"Tout en appelant au calme et à la sérénité de nos concitoyens, l'Etat du Sénégal a pris toutes les mesures pour garantir la sécurité des personnes et des biens", a déclaré dans la nuit le ministre de l'Intérieur Antoine Diome au terme de l'une des journées de contestation politique les plus meurtrières depuis des années dans le pays.
Des hommes portant treillis et fusils de guerre ont été positionnés en différents points de Dakar, capitale habituellement grouillante aux rues à présent désertées et à l'activité quasiment paralysée, ont constaté les journalistes de l'AFP. L'AFP n'a pu identifier dans un premier temps leur corps d'appartenance.
Dans la crainte des saccages, les magasins sont restés fermés le long de rues entières portant encore les traces des violences de la veille. L'université en particulier a été le théâtre d'affrontements prolongés et d'importantes destructions.

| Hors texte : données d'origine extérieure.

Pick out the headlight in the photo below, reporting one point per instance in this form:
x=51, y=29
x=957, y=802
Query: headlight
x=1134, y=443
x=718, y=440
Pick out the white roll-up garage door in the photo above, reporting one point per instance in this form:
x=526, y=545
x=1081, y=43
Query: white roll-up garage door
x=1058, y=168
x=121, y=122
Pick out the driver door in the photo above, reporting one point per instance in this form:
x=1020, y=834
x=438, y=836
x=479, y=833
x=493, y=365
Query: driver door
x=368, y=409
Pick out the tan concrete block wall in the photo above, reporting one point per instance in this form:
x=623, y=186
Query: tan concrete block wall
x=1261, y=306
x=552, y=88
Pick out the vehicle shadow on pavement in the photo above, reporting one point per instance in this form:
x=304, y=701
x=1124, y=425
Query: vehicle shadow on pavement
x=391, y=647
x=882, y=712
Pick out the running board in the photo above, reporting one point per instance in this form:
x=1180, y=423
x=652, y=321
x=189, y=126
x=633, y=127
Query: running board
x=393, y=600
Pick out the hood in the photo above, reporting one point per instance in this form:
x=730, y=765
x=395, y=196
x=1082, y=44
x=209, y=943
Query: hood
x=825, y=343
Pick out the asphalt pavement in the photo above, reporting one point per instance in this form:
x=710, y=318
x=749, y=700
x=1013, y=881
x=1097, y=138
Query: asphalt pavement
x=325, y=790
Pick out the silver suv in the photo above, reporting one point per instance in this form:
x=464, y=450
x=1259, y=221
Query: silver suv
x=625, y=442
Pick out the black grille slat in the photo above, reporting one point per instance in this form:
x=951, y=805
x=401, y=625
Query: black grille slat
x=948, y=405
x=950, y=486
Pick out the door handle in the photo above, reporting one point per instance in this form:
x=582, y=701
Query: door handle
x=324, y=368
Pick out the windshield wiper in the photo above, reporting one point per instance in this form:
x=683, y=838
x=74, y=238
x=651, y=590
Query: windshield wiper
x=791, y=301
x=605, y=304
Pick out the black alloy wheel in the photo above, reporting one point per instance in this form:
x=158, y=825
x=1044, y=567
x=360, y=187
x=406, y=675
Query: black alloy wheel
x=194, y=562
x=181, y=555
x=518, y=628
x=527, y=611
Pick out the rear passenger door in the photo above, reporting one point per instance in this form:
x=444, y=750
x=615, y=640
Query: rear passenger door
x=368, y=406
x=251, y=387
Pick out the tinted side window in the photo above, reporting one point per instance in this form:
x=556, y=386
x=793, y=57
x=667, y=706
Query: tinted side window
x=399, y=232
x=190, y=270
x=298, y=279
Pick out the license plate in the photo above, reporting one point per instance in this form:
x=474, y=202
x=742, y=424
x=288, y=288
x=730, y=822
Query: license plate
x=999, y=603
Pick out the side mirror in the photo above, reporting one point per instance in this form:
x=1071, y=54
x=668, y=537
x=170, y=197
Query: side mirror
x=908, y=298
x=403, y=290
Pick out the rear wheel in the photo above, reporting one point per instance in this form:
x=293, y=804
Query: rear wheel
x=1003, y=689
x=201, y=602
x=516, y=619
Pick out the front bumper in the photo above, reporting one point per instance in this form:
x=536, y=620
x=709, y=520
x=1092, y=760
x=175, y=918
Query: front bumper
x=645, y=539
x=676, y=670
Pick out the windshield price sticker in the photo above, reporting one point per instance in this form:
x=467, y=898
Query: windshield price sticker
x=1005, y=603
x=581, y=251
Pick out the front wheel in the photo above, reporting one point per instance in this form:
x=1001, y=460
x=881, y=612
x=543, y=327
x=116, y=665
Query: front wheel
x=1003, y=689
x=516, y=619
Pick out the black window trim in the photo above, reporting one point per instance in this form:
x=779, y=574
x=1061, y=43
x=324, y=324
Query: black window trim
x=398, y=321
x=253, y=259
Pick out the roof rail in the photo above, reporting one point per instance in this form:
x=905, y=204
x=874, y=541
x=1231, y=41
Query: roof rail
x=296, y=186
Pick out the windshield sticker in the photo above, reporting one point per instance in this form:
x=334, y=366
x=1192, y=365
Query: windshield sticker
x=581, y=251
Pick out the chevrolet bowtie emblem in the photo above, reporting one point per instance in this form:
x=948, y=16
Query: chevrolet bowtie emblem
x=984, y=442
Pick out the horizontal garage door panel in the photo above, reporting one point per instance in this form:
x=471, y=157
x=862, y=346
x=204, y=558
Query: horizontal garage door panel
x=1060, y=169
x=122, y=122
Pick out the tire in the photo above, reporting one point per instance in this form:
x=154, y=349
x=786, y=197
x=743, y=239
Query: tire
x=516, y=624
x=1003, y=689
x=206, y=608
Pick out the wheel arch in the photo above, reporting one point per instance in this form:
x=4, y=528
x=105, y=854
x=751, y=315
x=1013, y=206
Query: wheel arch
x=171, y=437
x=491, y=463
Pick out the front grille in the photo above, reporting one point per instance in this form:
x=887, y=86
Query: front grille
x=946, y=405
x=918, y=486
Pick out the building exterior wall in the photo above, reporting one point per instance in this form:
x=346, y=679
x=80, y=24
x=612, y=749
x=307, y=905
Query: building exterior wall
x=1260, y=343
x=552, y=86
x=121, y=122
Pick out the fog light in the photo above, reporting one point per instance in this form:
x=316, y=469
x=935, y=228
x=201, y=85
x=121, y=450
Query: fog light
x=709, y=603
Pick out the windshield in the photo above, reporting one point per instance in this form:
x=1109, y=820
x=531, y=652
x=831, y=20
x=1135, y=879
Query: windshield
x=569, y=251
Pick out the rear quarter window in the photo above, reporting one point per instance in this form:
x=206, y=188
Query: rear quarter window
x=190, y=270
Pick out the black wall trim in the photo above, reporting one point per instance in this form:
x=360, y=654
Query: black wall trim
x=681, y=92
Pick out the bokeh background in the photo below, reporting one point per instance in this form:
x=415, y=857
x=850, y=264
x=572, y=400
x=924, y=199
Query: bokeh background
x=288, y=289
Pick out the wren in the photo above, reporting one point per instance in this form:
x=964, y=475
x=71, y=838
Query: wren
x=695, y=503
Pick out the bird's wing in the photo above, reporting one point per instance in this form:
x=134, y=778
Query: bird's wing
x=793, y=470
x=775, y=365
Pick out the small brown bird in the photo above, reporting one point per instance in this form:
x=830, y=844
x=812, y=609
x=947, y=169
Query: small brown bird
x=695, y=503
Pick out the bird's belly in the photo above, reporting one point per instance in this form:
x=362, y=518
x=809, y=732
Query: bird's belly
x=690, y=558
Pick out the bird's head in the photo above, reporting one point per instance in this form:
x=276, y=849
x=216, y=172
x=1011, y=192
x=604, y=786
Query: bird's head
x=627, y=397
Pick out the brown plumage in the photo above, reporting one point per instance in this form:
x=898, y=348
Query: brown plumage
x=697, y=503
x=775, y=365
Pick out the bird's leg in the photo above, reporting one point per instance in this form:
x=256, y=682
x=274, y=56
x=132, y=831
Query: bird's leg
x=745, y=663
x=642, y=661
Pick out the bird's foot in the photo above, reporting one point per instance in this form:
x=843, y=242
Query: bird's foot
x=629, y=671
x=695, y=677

Des étudiants ont rapporté avoir reçu la consigne de quitter le campus et cherché à grand-peine à rassembler leurs affaires avant de trouver un moyen de transport pour les emmener ailleurs. De très nombreux Dakarois ont décidé de ne pas se déplacer par peur pour leur sécurité ou faute de pouvoir trouver un moyen de transport.
Le gouvernement a reconnu avoir restreint les accès aux réseaux sociaux comme Facebook, WhatsApp ou Twitter pour faire cesser selon lui "la diffusion de messages haineux et subversifs".
Plusieurs quartiers de Dakar, la Casamance (sud) et différentes villes ont été en proie jeudi à une nouvelle flambée causée par la situation de l'opposant Ousmane Sonko, le plus farouche adversaire du président Macky Sall, engagé depuis deux ans dans un bras de fer acharné avec le pouvoir pour sa survie judiciaire et politique.
Avant les évènements de jeudi, une vingtaine de civils avaient été tués depuis 2021 dans des troubles largement liés à la situation de M. Sonko. Le pouvoir et le camp de M. Sonko s'en rejettent mutuellement la faute.
Populaire chez les jeunes
Le Sénégal a connu jeudi des affrontements entre jeunes et forces de sécurité, des saccages de magasins et d'équipements publics et un envahissement de l'autoroute entre Dakar et l'aéroport international. Le ministre de l'Intérieur Antoine Diome a fait état de neuf morts sur la télévision nationale.
M. Sonko, troisième de la présidentielle de 2019, a été condamné jeudi par une chambre criminelle à deux ans de prison ferme pour avoir poussé à la "débauche" une jeune femme de moins de 21 ans. La cour l'a en revanche acquitté des charges de viols et menaces de mort contre cette employée d'un salon de beauté où il allait se faire masser entre 2020 et 2021, charges pour lesquelles il était jugé.
La décision paraît, au vu du code électoral, entraîner l'inéligibilité de M. Sonko. Ce dernier n'a cessé de nier les accusations en criant à la machination du pouvoir pour l'écarter de la présidentielle. Le pouvoir réfute et le ministre de l'Intérieur a répété dans la nuit que l'affaire était un "différend" d'ordre privé.
M. Sonko était absent au prononcé de l'arrêt. Il est présumé bloqué par les forces de sécurité chez lui dans la capitale, "séquestré" selon lui. Mais, après deux ans d'une confrontation avec les autorités qui a tenu le pays en haleine, il peut désormais être arrêté "à tout moment", a dit à des journalistes le ministre de la Justice Ismaïla Madior Fall. Une telle arrestation est susceptible d'enflammer les esprits.
Le relativement jeune âge de M. Sonko, son discours souverainiste et panafricaniste, sa défense des valeurs religieuses et des traditions, ses diatribes contre "la mafia d'Etat", les multinationales et l'emprise économique et politique exercée selon lui par l'ancienne puissance coloniale française lui valent une forte adhésion dans une jeunesse en quête de perspectives et d'espoir dans un environnement économique et social difficile. Les moins de 20 ans représentent la moitié de la population.
Un autre facteur de tension est le flou entretenu par le président Sall sur son intention de briguer ou non un troisième mandat en 2024.